August 5, 2000
Critics called him, "crazier than a bedbug", a "buffoon", and an, "apocalyptic jazzite." Looking like a hired hand who had lost his comb and borrowed a suit from a larger man, he got up on platforms across the U. S. and wove and bound his spells. He called it Higher Vaudeville. He threw in the fervor of a revival meeting, the syncopation of a cakewalk, and the rapid, rattling patter of hip-hop (waaay before his time). You did not attend one of Vachel Lindsay's poetry roadshows to catch up on your sleep. Oh, no.
Many of his crowd-pleasers, such as "General William Booth Enters Into Heaven" came with suggestions for musical effects. Audiences were expected to join in. "Bass drum beaten loudly", opens the poem. Banjos were to join in at, " Big-voiced lasses made their banjos bang, / Tranced, fanatical they shrieked and sang: -- / "Are you washed in the blood of the Lamb?". At Booth's death, "Bass drum slower and softer." As Jesus comes to meet him and, "The lame were straightened, withered limbs uncurled / And blind eyes opened on a new, sweet world," sweet flute music is played.
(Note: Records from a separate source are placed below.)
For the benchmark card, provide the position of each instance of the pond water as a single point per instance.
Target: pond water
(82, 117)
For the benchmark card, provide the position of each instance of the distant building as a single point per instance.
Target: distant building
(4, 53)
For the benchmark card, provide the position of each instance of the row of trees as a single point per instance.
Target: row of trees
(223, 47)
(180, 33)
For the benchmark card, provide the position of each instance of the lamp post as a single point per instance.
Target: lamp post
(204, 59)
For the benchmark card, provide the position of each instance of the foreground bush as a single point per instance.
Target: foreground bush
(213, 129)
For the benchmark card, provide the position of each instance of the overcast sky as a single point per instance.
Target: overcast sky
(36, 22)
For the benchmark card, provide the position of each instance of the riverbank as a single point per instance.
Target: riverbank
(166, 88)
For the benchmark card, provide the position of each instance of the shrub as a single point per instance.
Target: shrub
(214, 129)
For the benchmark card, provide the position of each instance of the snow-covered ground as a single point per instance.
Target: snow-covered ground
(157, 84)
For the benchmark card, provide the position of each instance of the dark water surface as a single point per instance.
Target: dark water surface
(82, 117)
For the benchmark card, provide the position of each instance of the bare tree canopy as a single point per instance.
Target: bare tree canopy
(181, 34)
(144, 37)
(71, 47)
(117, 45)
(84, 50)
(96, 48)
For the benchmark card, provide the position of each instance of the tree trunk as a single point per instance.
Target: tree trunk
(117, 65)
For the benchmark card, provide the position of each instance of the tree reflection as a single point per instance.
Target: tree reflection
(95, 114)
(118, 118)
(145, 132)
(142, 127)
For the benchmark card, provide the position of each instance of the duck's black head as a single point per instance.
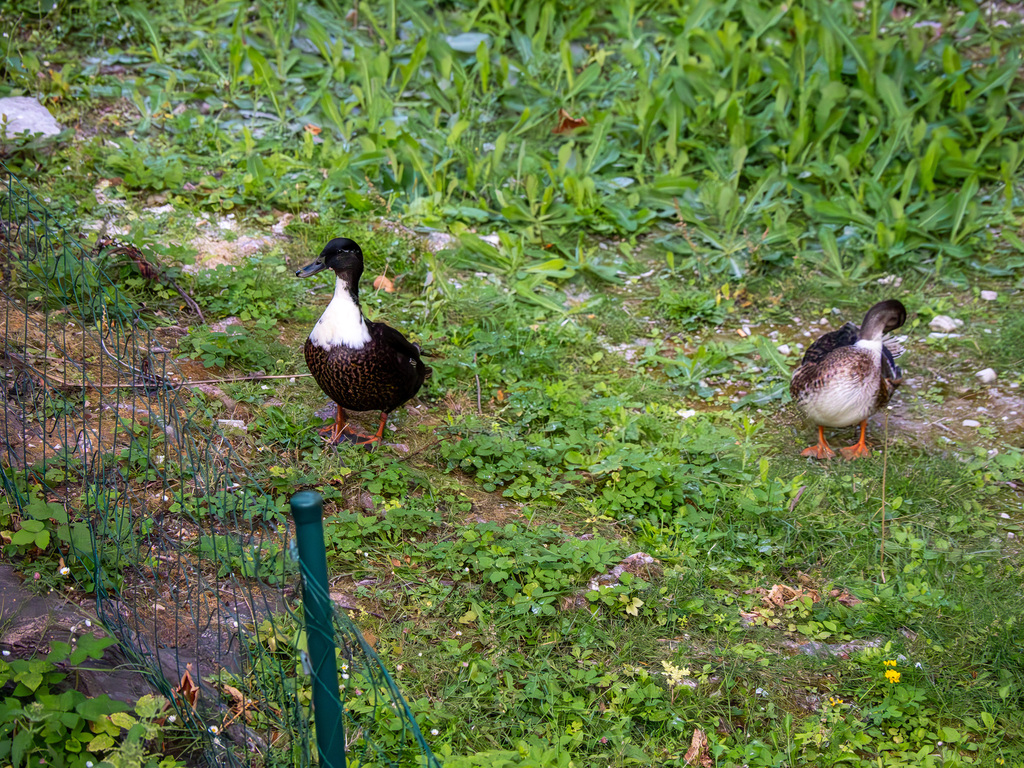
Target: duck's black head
(883, 317)
(342, 255)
At the finale all instruments drop out as, "He saw King Jesus. They were face to face, / And he knelt a weeping in that holy place. / Are you washed in the blood of the Lamb?" That final line, repeated often, was your part. Another crowd pleaser, one sure to be controversial today, was "The Congo: A Study of the Negro Race." You'll have to read it and decide if it's truly "racist", but that doesn't seem to have been Lindsay's intent. (Belgium's King Leopold II is consigned to hell, for example.) But the sounds range from African drums to joyous camp-meeting ecstasy. "Rattle-rattle, rattle-rattle, / Bing. / Boomlay, boomlay, boomlay, BOOM," as the natives, "Pounded on the table, / Beat an empty barrel with the handle of a broom, / Hard as they were able." Later, during a church service, "A good old negro in the slums of the town...Preached at a sister for her velvet gown. / Howled at a brother for his low-down ways, / His prowling, guzzling, sneak thief days. / Beat on the Bible till he wore it out / Starting the jubilee revival shout." Finally the congregants, "slammed with their hymn books till they shook the room / With "glory, glory, glory," / And "Boom, boom, BOOM." Just try to sleep through that. Audiences didn't.
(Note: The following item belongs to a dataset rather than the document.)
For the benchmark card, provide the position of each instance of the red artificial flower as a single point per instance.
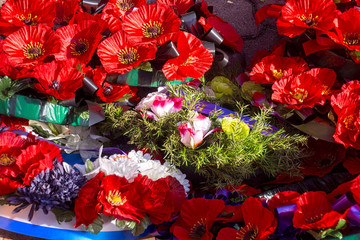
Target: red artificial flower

The rest of Lindsay's life was anticlimactic. He became burnt-out, physically and emotionally, with the constant touring and the audiences who clamored for Booth and Congo, over and over again. In January of 1923 he collapsed on tour and canceled the remainder of his schedule. Life became quieter then, but not less busy. Marriage, a teaching stint, a move to the northwest, and an unending flow of verse, followed. Further volumes of poetry were published. But critics began pointing out that the quality of the recent poetry was declining. Sales began to drop. In October of 1928, with debts mounting, Lindsay took to the road again, in a grueling six-moth tour that eliminated his debts. In 1929 he moved his family to Springfield, Illinois, where they settled in the house where had been born. It was there, on December 5, 1931, he died. The coroner's report called it heart failure. The truth came out four years later. Vachel Lindsay had killed himself by drinking Lysol. He had once written, "I would be one with the sacred earth / On to the end till I sleep with the dead. / Terror shall put no spears through me. / Peace shall jewel my shroud instead."